Mais les distributeurs ont su s’organiser autour de syndicat pour aller plaider leur cause en urgence devant le conseil d’Etat. Une fois de plus l’interdiction de la vente de fleurs brutes vient en contradiction avec la législation de certains pays d’Europe qui ont même légalisés le cannabis (Malte et Allemagne à l’étude).
Lundi 24 Janvier 2022, le conseil d’Etat suspend le décret en déclarant « que les fleurs et feuilles de chanvre dont la teneur en THC n’est pas supérieure à 0,30 % revêtiraient un degré de nocivité pour la santé ne justifiant pas une mesure d’interdiction générale et absolue de leur vente aux consommateurs et de leur consommation ». Le conseil d’Etat s’achète du temps pour aller au fond du sujet.

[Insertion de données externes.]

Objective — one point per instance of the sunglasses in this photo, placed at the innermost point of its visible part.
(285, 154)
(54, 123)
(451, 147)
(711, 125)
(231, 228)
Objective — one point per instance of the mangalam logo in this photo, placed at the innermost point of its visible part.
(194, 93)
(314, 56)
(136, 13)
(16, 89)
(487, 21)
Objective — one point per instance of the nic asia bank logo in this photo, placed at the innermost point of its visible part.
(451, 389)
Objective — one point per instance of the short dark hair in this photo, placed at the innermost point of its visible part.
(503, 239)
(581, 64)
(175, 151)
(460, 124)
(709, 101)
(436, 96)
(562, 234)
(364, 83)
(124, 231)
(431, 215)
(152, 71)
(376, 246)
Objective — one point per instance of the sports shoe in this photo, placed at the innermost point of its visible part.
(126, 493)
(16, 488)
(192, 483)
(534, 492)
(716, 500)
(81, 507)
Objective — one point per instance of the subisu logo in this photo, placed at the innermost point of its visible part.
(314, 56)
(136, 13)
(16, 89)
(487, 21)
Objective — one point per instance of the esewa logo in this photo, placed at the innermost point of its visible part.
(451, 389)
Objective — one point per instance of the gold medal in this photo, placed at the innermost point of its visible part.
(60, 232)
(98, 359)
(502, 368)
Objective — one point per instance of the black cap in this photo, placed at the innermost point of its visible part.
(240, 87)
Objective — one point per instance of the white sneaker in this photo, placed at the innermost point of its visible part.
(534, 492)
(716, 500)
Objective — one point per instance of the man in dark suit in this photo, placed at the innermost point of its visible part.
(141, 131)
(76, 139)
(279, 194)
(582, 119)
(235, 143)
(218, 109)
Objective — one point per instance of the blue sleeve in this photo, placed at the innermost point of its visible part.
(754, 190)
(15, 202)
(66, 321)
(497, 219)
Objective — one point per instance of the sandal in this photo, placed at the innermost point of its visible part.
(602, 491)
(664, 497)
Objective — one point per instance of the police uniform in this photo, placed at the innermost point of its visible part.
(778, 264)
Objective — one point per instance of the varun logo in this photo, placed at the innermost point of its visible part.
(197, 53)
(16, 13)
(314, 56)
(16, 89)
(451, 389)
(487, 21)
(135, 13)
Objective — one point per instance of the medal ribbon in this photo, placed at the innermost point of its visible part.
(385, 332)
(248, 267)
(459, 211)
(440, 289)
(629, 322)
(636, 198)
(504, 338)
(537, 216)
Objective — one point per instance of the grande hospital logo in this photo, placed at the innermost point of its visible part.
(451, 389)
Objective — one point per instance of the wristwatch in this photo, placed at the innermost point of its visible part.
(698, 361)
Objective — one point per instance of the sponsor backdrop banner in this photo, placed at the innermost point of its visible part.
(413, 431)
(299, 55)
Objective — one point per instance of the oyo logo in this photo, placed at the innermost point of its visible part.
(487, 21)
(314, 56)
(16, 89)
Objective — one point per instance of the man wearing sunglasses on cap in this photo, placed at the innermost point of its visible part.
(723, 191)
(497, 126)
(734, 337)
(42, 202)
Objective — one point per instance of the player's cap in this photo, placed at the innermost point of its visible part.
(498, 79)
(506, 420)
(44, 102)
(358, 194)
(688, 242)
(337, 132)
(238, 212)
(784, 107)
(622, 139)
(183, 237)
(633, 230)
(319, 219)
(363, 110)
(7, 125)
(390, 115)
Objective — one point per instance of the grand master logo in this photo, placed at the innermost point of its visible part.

Les députés Robin Réda (LR) et Jean-Baptiste Moreau (LREM), entre autres, ont travaillé pendant plusieurs mois sur un rapport d’information sur les différents usages du cannabis autour des sujets agricoles, des aspects thérapeutiques, du CBD « bien-être » et du cannabis récréatif et prônent, après analyses et auditions de l’ensemble des acteurs, un assouplissement de la législation. Ils mettent également en avant qu’a défaut, d’autres pays prendront le leadership si la France n’agit pas rapidement. Ce rapport sera sûrement remis sur la table et peut-être un sujet de la prochaine élection présidentielle.